If you find it then disconnect your computer from the network immediately (unplug the cable or disable the wireless connection). Please contact the Help Desk for further advice, and tell them your computer probably has the DNSChanger Trojan.
What you need to do: if having problems with Internet access
Click Start, (then Run in Windows XP), then type cmd in the box. Type
ipconfig /all
at the command prompt. Look for all occurrences of DNS Servers (you may need to scroll back up to see them all). The DNS Servers should start with 137.222. if any DNS servers start 85. then your computer has been configured to use a rogue DNS Server in an attempt to redirect your traffic.
Your computer may or may not be infected by the trojan itself, but another computer on the same network segment is. Be suspicious as sites may not be what they appear to be, and don't enter any passwords or credit card numbers into websites.
Shut down and restart your computer - this may help you obtain the correct configuration from the network. Check ipconfig for the DNS Servers again. If the DNS Servers no longer start with 85. and start 137.222 then you are OK for now. If they don't, then disconnect your computer from the network and try again a few hours later.
What you need to do: If you receive a message about an IP address conflict
Go to MyResNet www.resnet.bristol.ac.uk/myresnet and choose the option to troubleshoot your account. Under connection information, check to see what your currently assigned IP address is. It should start 137.222. Use ipconfig /all at the command prompt (see above) to find out what your IP address or IPv4 address is. If the address is the same then your computer has the correct IP address, but another computer on the same network segment is incorrectly using yours. Disconnect from the network and try again a few hours later.
If the address is completely different and starts 172, don't worry - these 172 addresses are legitimately assigned at times (for example when first registering for ResNet or if you exceed the fair usage policy).
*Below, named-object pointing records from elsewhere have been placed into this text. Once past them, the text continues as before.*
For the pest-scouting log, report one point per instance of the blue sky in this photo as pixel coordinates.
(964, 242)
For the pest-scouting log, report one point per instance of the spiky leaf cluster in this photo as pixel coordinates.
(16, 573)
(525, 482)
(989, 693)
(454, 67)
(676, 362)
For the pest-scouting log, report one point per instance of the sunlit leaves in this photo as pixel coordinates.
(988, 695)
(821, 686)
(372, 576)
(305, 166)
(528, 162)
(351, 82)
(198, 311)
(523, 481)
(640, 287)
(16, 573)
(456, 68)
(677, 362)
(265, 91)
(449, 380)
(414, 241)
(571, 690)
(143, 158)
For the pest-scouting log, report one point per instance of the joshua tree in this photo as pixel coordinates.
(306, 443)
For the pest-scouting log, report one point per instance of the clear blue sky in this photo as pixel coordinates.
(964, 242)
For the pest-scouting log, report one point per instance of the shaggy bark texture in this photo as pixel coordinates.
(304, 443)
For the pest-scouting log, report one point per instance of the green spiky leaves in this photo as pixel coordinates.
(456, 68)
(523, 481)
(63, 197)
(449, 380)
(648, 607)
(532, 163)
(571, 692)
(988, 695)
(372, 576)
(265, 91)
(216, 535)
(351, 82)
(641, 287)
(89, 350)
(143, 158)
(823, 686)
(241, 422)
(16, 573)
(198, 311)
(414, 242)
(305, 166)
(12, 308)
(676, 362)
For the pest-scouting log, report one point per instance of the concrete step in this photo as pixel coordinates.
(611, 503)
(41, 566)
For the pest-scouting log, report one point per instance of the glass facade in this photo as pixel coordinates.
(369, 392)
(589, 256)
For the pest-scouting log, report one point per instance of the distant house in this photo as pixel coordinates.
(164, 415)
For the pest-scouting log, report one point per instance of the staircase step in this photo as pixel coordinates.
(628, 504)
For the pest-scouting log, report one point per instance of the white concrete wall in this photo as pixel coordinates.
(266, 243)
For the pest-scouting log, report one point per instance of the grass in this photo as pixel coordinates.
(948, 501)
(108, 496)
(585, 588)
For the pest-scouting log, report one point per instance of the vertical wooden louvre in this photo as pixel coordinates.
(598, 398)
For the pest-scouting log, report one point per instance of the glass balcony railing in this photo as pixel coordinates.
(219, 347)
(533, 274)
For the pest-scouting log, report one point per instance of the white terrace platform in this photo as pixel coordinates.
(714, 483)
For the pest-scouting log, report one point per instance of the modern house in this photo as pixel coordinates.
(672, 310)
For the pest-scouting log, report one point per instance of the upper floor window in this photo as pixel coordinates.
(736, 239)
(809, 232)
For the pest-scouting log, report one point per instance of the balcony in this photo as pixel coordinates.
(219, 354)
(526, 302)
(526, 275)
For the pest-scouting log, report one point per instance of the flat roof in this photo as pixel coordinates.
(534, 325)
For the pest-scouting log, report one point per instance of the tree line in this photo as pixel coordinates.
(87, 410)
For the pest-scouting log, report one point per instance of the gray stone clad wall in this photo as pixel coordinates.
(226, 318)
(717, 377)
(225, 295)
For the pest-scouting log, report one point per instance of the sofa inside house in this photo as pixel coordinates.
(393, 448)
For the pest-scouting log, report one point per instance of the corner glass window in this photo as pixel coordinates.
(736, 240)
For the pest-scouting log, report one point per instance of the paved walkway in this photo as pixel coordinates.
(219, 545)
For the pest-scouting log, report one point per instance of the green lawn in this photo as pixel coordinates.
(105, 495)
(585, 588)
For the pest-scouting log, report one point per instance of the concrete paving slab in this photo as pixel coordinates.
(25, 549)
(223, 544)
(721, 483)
Update (by Mark): 12/12/2008 @ 16:00
On Monday afternoon blocks were introduced to all external DNS servers on all ResNet networks. This seems to have controlled the outbreak but affected users are unable to access any web sites. We have seen several machines that were affected, discovering DNSChanger rootkits, although we don’t believe that these machines were the root cause of the problem -they are just innocent victims. The only option for affected/infected machines is to rebuild them back to manufacturer defaults.
This malware is particularly difficult to detect unless we have physical access to the affected network segment. We have placed a monitoring system on the most recently infected network segment (Hiatt Baker Hall) in the hope that the problem machine(s) reappear. As we are now on the last day of term it is probable that we won’t see this problem any time soon. It is quite likely that re-registration will be required a the beginning of next term because we can modify the ResNet Security Checker to detect statically configured DNS servers, this being indicative of an infected machine.
Any machines that are currently not working on ResNet are likely to appear fine once connected to your ISP at home (because you won't have the restrictions that we've put in place on ResNet). If you have been infected then you will have a DNS server in the 85 range (see above for details of how to check). If you do have this DNS server range then you cannot trust any site you visit, especially any site that requires personal information such as usernames and passwords. The only current option is to reinstall your operating system.